2.1 Descargar el manual sin conexión

Puedes descargar la versión sin conexión de este manual. Éste es un archivo HTML que puedes ver en tu navegador web sin acceder a Internet. Si estás pensando en utilizar este manual sin conexión, debes tener en cuenta algunas cosas:

  • Al abrir el archivo, las imágenes y el índice pueden tardar uno o dos minutos en cargarse.
  • Este manual tiene un diseño ligeramente diferente: una página muy larga con el índice a la izquierda. Para buscar términos específicos utiliza Ctrl+f (Cmd-f)
  • Consulta la página de Paquetes recomendados para ayudarte a instalar los paquetes de R adecuados antes de que pierdas la conectividad a Internet
  • Instala nuestro paquete R epirhandbook que contiene todos los datos del ejemplo (el proceso de instalación se describe a continuación)

Hay dos maneras de descargar el manual:

Utilizando el enlace de descarga

Para acceder rápidamente, clica con el botón derecho en este enlace y selecciona “Guardar enlace como”.

Si es un Mac, utiliza Cmd+clic. Si es un móvil, mantén clicado el enlace y selecciona “Guardar enlace”. El manual se descargará en el dispositivo. Si aparece una pantalla con código HTML sin procesar, asegúrate de haber seguido las instrucciones anteriores o prueba la opción 2.

Utilizando nuestro paquete R

Ofrecemos un paquete llamado epirhandbook. Este incluye la función download_book() que descarga el archivo del manual desde nuestro repositorio de Github a tu ordenador.

Este paquete también contiene una función get_data() que descarga todos los datos del ejemplo en tu ordenador.

Ejecuta el siguiente código para instalar nuestro paquete R epirhandbook desde el repositorio de Github appliedepi. Este paquete no está en CRAN, así que utiliza la función especial p_install_gh() para instalarlo desde Github.

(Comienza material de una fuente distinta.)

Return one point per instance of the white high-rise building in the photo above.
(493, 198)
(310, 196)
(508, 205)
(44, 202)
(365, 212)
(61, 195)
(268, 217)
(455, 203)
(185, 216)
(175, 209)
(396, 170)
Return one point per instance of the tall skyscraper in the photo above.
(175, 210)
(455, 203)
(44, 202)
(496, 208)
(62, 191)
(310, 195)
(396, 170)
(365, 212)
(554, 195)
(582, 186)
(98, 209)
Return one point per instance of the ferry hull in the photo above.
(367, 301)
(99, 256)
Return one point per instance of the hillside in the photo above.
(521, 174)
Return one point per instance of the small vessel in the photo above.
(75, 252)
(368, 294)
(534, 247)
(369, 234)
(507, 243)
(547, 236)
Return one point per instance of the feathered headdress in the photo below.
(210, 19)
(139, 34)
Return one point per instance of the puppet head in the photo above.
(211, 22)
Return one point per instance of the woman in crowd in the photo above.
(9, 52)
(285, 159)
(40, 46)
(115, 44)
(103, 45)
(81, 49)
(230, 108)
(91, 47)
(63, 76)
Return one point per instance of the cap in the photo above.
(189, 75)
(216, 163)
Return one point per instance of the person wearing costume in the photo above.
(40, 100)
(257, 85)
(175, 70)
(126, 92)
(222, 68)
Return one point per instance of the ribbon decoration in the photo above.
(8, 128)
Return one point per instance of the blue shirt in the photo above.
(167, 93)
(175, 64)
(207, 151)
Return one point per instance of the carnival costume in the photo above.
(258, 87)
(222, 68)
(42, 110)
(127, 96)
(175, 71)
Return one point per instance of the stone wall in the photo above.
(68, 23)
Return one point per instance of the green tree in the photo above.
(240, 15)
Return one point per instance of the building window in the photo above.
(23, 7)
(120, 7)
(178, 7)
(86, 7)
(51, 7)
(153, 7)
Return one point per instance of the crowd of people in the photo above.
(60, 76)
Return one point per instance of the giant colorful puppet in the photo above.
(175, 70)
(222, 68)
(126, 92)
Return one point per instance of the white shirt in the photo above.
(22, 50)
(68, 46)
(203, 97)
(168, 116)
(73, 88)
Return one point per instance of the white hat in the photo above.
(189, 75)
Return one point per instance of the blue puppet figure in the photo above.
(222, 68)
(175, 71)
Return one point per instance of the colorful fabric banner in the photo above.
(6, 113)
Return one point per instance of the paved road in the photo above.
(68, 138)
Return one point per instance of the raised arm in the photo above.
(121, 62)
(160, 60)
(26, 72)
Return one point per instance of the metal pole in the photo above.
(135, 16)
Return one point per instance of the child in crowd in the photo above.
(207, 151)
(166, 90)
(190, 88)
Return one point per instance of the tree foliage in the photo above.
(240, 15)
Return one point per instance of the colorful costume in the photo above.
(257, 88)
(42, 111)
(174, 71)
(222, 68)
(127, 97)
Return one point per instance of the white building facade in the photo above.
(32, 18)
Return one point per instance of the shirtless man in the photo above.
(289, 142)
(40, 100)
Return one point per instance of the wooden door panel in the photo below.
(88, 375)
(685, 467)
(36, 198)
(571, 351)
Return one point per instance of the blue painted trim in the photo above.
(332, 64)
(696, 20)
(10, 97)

# instalar la última versión del paquete Epi R Handbook
pacman::p_install_gh("appliedepi/epirhandbook")

Ahora, puedes cargar el paquete para utilizarlo en la sesión actual de R:

# cargar el paquete para utilizarlo
pacman::p_load(epirhandbook)

A continuación, ejecuta la función del paquete download_book() (con los paréntesis vacíos) para descargar el manual en tu ordenador. Suponiendo que estés en RStudio, aparecerá una ventana que te permitirá seleccionar una ubicación para guardarlo.

# descargar el manual offline en la computadora
download_book()

2.2 Descarga los datos para seguir el manual

Para “seguir” las páginas del manual, puedes descargar los datos y los resultados de los ejemplos.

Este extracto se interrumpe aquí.